Keynesian demand management started to break down in the 1960s and 70s as unemployment crept up alongside high inflation; a phenomenon known as stagflation. This occurred because of the external shock of the increase in oil prices and more substantially due to the neglect of the supply-side of the economy, causing high inflation and high unemployment. This meant that the government wasn’t achieving full employment – something the Attlee-Churchill political order had established in the previous 20 years – and it instead resorted to other methods of government intervention such as corporatism whereby the government worked with trade unions and firms to limit wage increases or tie them to productivity increases to prevent inflation from rising further.
Keynesian doctrine really lost favour during the 1970s especially when Margaret Thatcher came to power bringing with her the belief in monetarism. This shows that Attlee and Churchill didn’t create an entirely coherent economic policy as it only lasted between 15-20 years after the war and even during this period the economy was lagging behind in comparison to foreign rivals.

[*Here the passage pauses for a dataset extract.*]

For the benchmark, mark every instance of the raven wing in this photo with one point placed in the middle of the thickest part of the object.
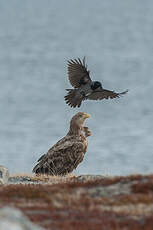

To conclude I think that to a large degree there was a political order in Britain following the war, where government policy was generally to achieve full employment through Keynesian demand management, government intervention to create a mixed economy along with a social policy of developing the welfare state. However, although the order was founded on these three principles, there was lots of disagreement between different governments about the extent to which the pillars should be followed. This can be seen by the fact that successive governments tweaked the policy in many different ways – sometimes increasing government intervention in the economy, and the size of the welfare state (e.g. Wilson, 1964) and sometimes reducing state involvement (e.g. Macmillan in 1970 and Thatcher in 1979).
It could be argued that this divergence in emphasis explains why the manifestos of the two parties after 1955 were quite different, and later election campaigns were fought fiercely between Labour and the Conservatives. Voters remaining rigidly loyal to the same party and neither party straying out of the range of 43-49% of votes could be explained by the two parties’ different interpretations of the Attlee-Churchill political order, mainly with regards to how large each pillar should be: very few governments campaigned on the complete retraction of a pillar, at least not in the first 30 years after the War.
Finally, although a political order can be seen for almost two decades after the Attlee and Churchill governments, the extent to which this order remained politically viable beyond then is open to debate. The three pillars were largely in force until Margaret Thatcher became Prime Minister, albeit in different shapes and sizes, but she began to break down the political order, eradicating the belief in Keynesian economics and instilling monetarist doctrine into government policy. It therefore can’t be said that the political order of Churchill and Attlee is still effective today, even if certain components (i.e. the welfare state) do remain. This may bring in to question how coherent the order was –because if it was completely coherent (i.e. logically consistent) then we might expect the three pillars to be in effect today – accordingly I would sum up by stating that although a political order based on the three pillars was established during Attlee’s government and retained by Churchill, it later varied through successive governments and was completely over by the time of Thatcher meaning that it can’t have been entirely coherent.